UUD 1945 telah mengalami perubahan struktur yang signifikan semenjak UUD 1945 diamendemen sebanyak empat kali. Bahkan, diperkirakan hanya 11% dari keseluruhan isi tetap sama seperti sebelum adanya perubahan UUD. Sebelum diamendemen, UUD 1945 sebagai berikut:
  1. Pembukaan, yang terdiri dari 4 alinea.
  2. Batang Tubuh, yang terdiri dari:
    1. 16 Bab, 37 pasal / 65 Ayat aturan utama.
    2. 4 Pasal aturan peralihan.
    3. 2 Ayat aturan pertambahan.
  3. Penjelasan, yang terdiri dari penjelasan umum dan penjelasan pasal demi pasal.
Setelah diamendemen, UUD 1945 saat ini menurut Pasal II Aturan Tambahan UUD 1945 terdiri sebagai berikut:
  1. Pembukaan, yang terdiri dari 4 Alinea.
  2. Pasal-pasal, yang terdiri dari:
    1. 21 Bab, 73 Pasal / 194 Ayat aturan utama.
    2. 3 Pasal aturan peralihan.
    3. 2 Pasal aturan tambahan.
Berikut ini merupakan struktur UUD 1945 dalam satu naskah (setelah amendemen ke-4).

Pembukaan

Pembukaan UUD 1945 merupakan bagian pendahuluan dari UUD 1945 yang berupa teks 4 Alinea. Setiap alinea dalam Pembukaan mempunyai makna yang berbeda-beda, yaitu sebagai berikut:
  1. Alinea I bermakna bahwa bangsa Indonesia anti penjajahan, karena penjajahan tidak sesuai dengan perikemanusiaan dan perikeadilan. Kemudian, bangsa Indonesia juga mengakui bahwa setiap bangsa berhak untuk merdeka. oleh karena itu bangsa Indonesia mendukung perjuangan kemerdekaan bangsa-bangsa di dunia.
  2. Alinea II menggambarkan cita-cita luhur bangsa Indonesia yaitu ingin mewujudkan negara Indonesia yang merdeka, bersatu, berdaulat, adil dan makmur.
  3. Alinea III berisi pernyataan kemerdekaan Indonesia, dan juga pengakuan bangsa Indonesia bahwa kemerdekaan yang dicapai adalah berkat rahmat Tuhan dan bukan semata-mata hasil perjuangan bangsa Indonesia sendiri.
  4. Alinea IV memuat tujuan dibentuknya pemerintahan dan negara Republik Indonesia, serta memuat dasar negara Pancasila.

Batang Tubuh

Batang Tubuh UUD 1945 merupakan bagian isi dari UUD 1945 yang berupa pasal-pasal dan ayat-ayat. Batang Tubuh terdiri dari 16 bab, yang terdiri dari 37 Pasal / 194 Ayat. Materi muatan Batang Tubuh ini berisi garis-garis besar berupa identitas negara, lembaga tinggi negara, warga negara, sosial ekonomi, hak asasi manusia, demografi, dan aturan perubahan UUD.

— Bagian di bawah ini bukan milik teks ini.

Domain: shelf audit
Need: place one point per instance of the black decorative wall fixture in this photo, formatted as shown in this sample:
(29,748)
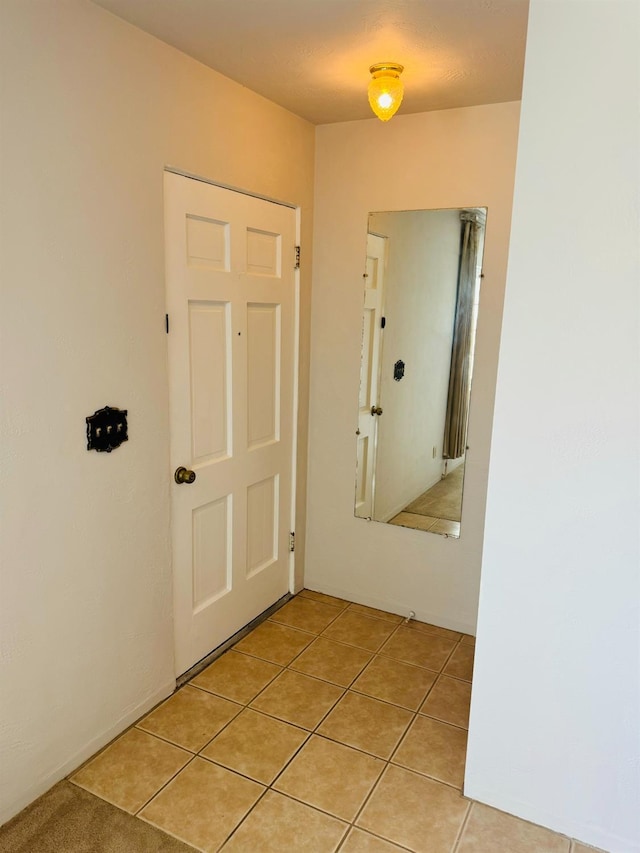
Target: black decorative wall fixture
(398,370)
(106,429)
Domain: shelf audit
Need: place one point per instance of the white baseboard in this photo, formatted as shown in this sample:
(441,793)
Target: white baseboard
(454,624)
(41,786)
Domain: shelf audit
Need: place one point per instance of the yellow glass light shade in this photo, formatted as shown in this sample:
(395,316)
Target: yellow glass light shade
(385,89)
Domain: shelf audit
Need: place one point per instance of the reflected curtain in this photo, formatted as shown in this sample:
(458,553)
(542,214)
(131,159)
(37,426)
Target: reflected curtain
(455,430)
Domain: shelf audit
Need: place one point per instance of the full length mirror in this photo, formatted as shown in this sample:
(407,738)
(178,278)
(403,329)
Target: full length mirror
(422,285)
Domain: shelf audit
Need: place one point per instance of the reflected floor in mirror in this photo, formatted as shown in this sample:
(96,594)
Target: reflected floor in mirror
(437,510)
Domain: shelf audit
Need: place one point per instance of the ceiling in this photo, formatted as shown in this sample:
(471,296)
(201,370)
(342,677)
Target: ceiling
(313,56)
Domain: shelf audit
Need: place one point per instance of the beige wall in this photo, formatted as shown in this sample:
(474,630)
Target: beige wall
(93,110)
(454,158)
(554,734)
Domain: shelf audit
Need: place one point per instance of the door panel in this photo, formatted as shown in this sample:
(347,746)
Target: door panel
(230,298)
(369,373)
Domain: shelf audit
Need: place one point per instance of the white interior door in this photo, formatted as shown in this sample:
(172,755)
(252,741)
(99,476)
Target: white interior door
(230,299)
(369,373)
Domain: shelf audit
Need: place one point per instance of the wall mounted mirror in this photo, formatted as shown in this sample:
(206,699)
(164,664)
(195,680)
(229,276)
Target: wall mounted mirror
(422,285)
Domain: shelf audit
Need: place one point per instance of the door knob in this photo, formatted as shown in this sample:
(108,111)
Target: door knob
(183,475)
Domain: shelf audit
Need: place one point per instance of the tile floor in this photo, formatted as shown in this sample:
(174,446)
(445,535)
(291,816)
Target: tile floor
(331,726)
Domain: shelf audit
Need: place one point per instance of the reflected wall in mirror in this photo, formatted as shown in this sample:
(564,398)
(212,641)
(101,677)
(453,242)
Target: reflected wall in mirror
(422,285)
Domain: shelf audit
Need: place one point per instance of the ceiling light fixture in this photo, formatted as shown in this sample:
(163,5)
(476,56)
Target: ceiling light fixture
(385,89)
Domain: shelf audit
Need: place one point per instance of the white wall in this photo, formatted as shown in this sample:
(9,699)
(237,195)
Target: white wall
(555,731)
(420,300)
(453,158)
(93,110)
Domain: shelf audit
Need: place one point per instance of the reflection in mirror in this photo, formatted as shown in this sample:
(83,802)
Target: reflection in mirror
(422,283)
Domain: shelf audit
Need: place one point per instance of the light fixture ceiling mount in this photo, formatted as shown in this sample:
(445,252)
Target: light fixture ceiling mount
(385,89)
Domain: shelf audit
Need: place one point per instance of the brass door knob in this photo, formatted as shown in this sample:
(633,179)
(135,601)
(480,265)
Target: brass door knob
(183,475)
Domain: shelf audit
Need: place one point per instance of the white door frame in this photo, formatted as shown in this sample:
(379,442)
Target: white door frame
(296,346)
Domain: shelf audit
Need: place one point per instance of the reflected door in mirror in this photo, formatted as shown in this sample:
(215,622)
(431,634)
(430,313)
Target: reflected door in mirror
(422,273)
(370,373)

Bab I: Bentuk dan Kedaulatan

Bab I terdiri dari satu pasal atau 3 Ayat. Bab I (terdiri dari Pasal 1) menyatakan bentuk negara Indonesia sebagai negara kesatuan republik, kedaulatan negara berada di tangan rakyat, dan sistem negara Indonesia sebagai negara hukum.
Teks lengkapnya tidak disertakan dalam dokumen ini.